As Published In
Oracle Magazine
July/August 2002

TECHNOLOGY: Ask Tom


Parsing Densities, ANYDATA, and XML

By Tom Kyte Oracle Employee ACE

Our Oracle technologist looks at the hard parse, the soft parse, and the softer parse.

Can you explain the difference between a soft parse and a hard parse?

Here is a long-winded answer, excerpted from a new book that I collaborated on with four other Oracle employees. The book, Beginning Oracle Programming (Wrox Press, 2002,www.wrox.com), is aimed at the newly indoctrinated Oracle developer.

Parsing

Parsing is the first step in the processing of any statement in an Oracle database. Parsing is the act of breaking the submitted statement down into its component parts, determining what type of statement it is (query, DML, or DDL), and performing various checks on it.

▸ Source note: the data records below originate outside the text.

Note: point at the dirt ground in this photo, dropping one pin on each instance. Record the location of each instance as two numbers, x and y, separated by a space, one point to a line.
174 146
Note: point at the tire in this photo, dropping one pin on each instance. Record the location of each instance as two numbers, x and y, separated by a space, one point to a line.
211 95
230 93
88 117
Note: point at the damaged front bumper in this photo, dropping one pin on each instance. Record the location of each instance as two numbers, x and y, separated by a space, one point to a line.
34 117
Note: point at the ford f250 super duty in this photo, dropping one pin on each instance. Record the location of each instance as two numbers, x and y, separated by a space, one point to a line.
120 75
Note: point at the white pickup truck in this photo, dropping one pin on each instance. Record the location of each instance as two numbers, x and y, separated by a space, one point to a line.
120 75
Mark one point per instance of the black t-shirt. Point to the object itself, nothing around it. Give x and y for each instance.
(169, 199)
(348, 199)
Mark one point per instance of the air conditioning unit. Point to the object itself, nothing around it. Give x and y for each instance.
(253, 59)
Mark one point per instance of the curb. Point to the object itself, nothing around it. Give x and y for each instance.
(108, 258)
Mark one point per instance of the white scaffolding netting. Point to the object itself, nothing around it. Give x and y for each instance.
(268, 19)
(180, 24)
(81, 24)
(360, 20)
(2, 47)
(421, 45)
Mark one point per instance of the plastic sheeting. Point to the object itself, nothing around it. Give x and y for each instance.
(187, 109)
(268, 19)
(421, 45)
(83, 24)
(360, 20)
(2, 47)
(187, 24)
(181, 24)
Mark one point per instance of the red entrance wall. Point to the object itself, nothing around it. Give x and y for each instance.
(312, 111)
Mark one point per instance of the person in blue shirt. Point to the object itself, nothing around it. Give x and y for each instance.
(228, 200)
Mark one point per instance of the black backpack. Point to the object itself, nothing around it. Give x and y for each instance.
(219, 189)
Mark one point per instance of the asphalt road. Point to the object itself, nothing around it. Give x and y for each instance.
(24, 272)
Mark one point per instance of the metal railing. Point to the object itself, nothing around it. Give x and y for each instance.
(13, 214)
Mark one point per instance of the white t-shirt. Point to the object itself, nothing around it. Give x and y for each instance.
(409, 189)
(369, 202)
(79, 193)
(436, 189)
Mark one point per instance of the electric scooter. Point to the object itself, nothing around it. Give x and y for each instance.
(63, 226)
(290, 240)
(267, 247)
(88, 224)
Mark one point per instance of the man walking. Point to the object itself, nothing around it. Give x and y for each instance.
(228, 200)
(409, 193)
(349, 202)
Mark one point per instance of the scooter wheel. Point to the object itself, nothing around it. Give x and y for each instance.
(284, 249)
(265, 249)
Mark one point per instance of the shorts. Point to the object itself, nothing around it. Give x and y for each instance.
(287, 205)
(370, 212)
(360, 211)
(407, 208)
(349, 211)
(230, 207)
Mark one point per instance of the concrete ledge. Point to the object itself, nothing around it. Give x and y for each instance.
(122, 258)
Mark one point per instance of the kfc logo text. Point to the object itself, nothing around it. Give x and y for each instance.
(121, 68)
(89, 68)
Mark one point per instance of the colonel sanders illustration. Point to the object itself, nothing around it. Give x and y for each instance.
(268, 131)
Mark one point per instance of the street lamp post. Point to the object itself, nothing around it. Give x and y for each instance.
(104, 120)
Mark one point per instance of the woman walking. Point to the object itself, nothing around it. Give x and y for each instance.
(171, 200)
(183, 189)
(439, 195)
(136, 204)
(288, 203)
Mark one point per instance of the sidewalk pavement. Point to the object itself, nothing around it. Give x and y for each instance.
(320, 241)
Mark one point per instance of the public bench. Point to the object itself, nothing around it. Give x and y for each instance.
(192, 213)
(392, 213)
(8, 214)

Parsing performs two main functions:

Syntax Check. Is the statement a valid one? Does it make sense given the SQL grammar documented in the SQL Reference Manual? Does it follow all of the rules for SQL?

Semantic Analysis. Going beyond the syntax, is the statement valid in light of the objects in the database? Do the tables and columns referenced exist? Do you have access to the objects, and are the proper privileges in place? Are there ambiguities in the statement? For example if there are two tables t1 and t2 and both have a column x , the query "select X from T1, T2 where ..." is ambiguous; the query doesn't know which table to get x from.

You can think of parsing as basically a two-step process: a syntax check to check the validity of the statement and a semantic check to ensure that the statement can execute properly. The difference between the two types of checks is hard to see. Oracle Database does not come back and say "the statement failed the syntax check"; rather, it returns the statement with an error code and message. For example, the following statement fails with a syntax error: 

SQL> select from where 2;
select from where 2
      *
ERROR at line 1:
ORA-00936: missing expression

The following statement fails with a semantic error: 

SQL> select * from not_a_table;
select * from not_a_table
              *
ERROR at line 1:
ORA-00942: table or view does not exist

If the table not_a_table existed and I had permission to access it, this statement would have succeeded. Looking at these errors is the only way to really tell the difference between a semantic and syntactic error. If the statement could have executed, given the proper objects and privileges, then you had a semantic error. If the statement could not have executed under any circumstances, you had a syntax error. Regardless, an Oracle database will not execute this error-generating statement.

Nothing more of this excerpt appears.